Developing new methods for early Alzheimer’s detection or innovative treatments for various cancers requires vast amounts of data. Yet strict data protection regulations often prevent researchers from using even available datasets. Many scientists avoid working with patient data altogether, fearing legal risks. A promising solution lies in synthetic data generated by artificial intelligence. In Europe, the SYNTHIA project is leading the way.
The double-edged sword of GDPR
GDPR protects our personal information. At the same time, it can severely restrict access to data that is essential for lifesaving research. Processing health data is often so complex and burdensome that valuable datasets remain untouched.
Take drug development as an example. New compounds must first be tested in laboratories, then on animals, and finally on humans. This process is designed to ensure safety and effectiveness. It takes years to complete. Researchers need to recruit participants, collect and analyse data, and secure regulatory approvals. On average, this takes 12 years and may cost up to 5 billion dollars. Because of these high barriers, pharmaceutical companies often focus only on the most commercially promising treatments.
Now imagine this entire research process taking place virtually. Using AI-generated digital twins instead of real patients, researchers could run multiple virtual trials at once, reducing both time and cost. Personalised therapies could become more accessible. Smaller research teams could enter the field. Innovation would no longer depend solely on large pharmaceutical companies.
Artificial data, real possibilities
Whenever a tool like ChatGPT creates content, it generates synthetic information. This data looks realistic but does not come from real individuals. Synthetic data offers two major advantages. It can be produced in large volumes, quickly and affordably. It is also not subject to privacy regulations. No consent forms, no anonymisation, and no complex approvals are needed.
This is especially valuable in healthcare. Patient data that includes clinical outcomes, demographics, genetics and treatment histories is incredibly useful for research.
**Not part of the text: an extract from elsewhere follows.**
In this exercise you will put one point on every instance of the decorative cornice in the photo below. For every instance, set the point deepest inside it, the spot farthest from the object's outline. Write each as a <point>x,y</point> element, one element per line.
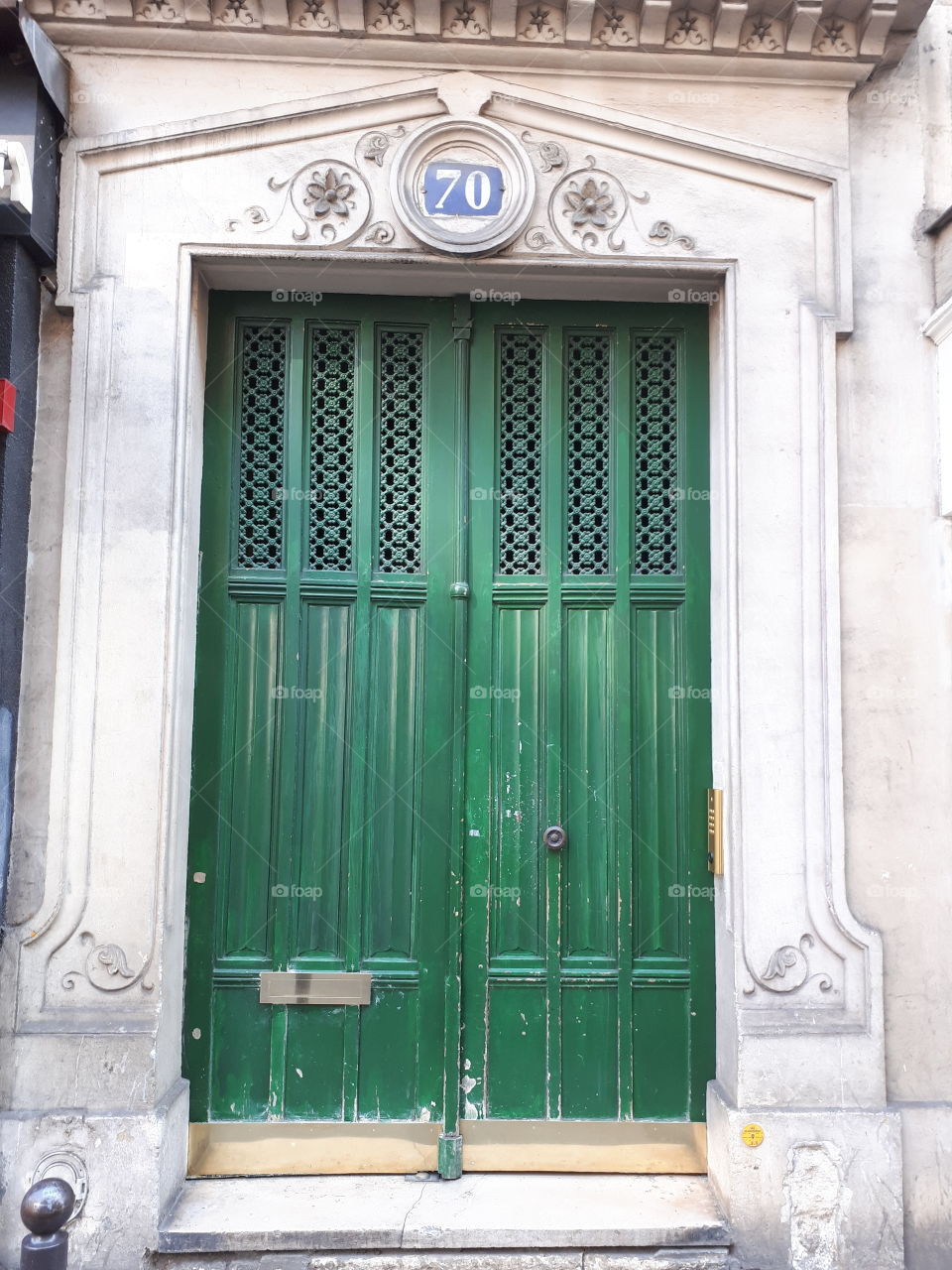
<point>733,28</point>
But anonymising this data takes time and still does not fully remove legal limitations.
Several techniques are used to create synthetic data, including statistical models, rule-based systems and neural networks. In healthcare, Generative Adversarial Networks (GANs) are especially promising. They can generate data that reflects the complexity of real-world datasets. Hybrid models that combine synthetic and real data are also useful, especially in cases involving rare diseases or personalised medicine.
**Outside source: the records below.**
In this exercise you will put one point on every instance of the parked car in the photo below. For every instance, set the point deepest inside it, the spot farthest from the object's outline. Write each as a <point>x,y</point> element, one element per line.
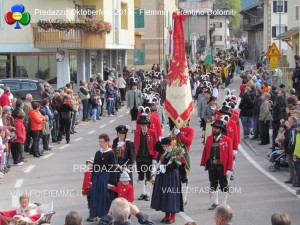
<point>19,87</point>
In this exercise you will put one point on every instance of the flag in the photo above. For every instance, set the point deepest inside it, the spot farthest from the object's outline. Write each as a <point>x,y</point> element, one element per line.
<point>178,104</point>
<point>207,59</point>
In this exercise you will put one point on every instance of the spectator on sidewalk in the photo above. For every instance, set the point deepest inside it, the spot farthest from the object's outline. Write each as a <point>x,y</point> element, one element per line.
<point>264,119</point>
<point>73,218</point>
<point>119,212</point>
<point>289,146</point>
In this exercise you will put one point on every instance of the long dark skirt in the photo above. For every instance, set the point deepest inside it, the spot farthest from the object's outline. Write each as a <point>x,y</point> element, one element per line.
<point>101,196</point>
<point>167,195</point>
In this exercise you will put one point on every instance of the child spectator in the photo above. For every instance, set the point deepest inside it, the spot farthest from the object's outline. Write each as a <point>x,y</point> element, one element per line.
<point>87,184</point>
<point>124,188</point>
<point>17,145</point>
<point>94,104</point>
<point>98,94</point>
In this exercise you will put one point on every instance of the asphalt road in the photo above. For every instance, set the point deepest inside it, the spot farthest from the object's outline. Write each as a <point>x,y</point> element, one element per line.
<point>57,177</point>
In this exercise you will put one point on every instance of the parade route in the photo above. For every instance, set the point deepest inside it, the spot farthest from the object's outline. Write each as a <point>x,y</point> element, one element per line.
<point>57,177</point>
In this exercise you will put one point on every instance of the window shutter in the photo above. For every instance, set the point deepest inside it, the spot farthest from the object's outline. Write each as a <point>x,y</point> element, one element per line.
<point>139,18</point>
<point>273,31</point>
<point>274,6</point>
<point>285,6</point>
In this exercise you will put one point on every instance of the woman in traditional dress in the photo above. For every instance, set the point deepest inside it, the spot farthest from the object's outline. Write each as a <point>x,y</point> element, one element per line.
<point>167,196</point>
<point>104,174</point>
<point>124,150</point>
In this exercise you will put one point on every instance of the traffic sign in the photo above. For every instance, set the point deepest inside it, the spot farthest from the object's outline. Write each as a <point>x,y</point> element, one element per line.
<point>273,51</point>
<point>273,63</point>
Why healthcare needs synthetic data
Synthetic data is not only useful for drug development. It also supports disease diagnosis, algorithm training and virtual clinical trials. It can help simulate public health scenarios and model epidemics.
Despite these benefits, adoption remains limited. One reason is the lack of clear standards. Synthetic data cannot be evaluated with the same quality metrics used for real data. Another issue is that generating reliable synthetic datasets requires deep expertise in artificial intelligence. If the data is not accurate, it can lead to flawed research results. In medicine, that risk is unacceptable.
SYNTHIA: A European step forward
Launched in late 2024, the SYNTHIA project is the most ambitious European initiative focused on synthetic data for healthcare. The project runs until 2029 and is funded by the EU’s Innovative Health Initiative with a budget of 22.4 million euros. Its aim is to build a federated platform that enables researchers to generate, evaluate and use synthetic patient data in a secure and ethical way.
SYNTHIA focuses on six diseases: lung and breast cancer, multiple myeloma, diffuse large B-cell lymphoma, Alzheimer’s disease and type 2 diabetes.
It uses advanced AI methods such as GANs, federated learning and hybrid modelling. The project produces synthetic datasets that are multimodal and longitudinal. These include lab results, clinical notes, imaging data, genomics and mobile health data. Each dataset is reviewed for privacy, accuracy and clinical usefulness. Labels indicate what the data can be used for, how reliable it is and what privacy safeguards are in place.
The platform allows researchers across Europe to work with synthetic data that meets quality standards and does not violate GDPR rules.
As the SYNTHIA coordinators explain: “Creating efficient synthetic datasets using AI is the only way to protect data privacy while enabling progress in precision medicine.”
Europe now has a chance to lead in data-driven medical research. But success depends on regulation. Synthetic data can only deliver on its promise if new laws support science without creating new barriers.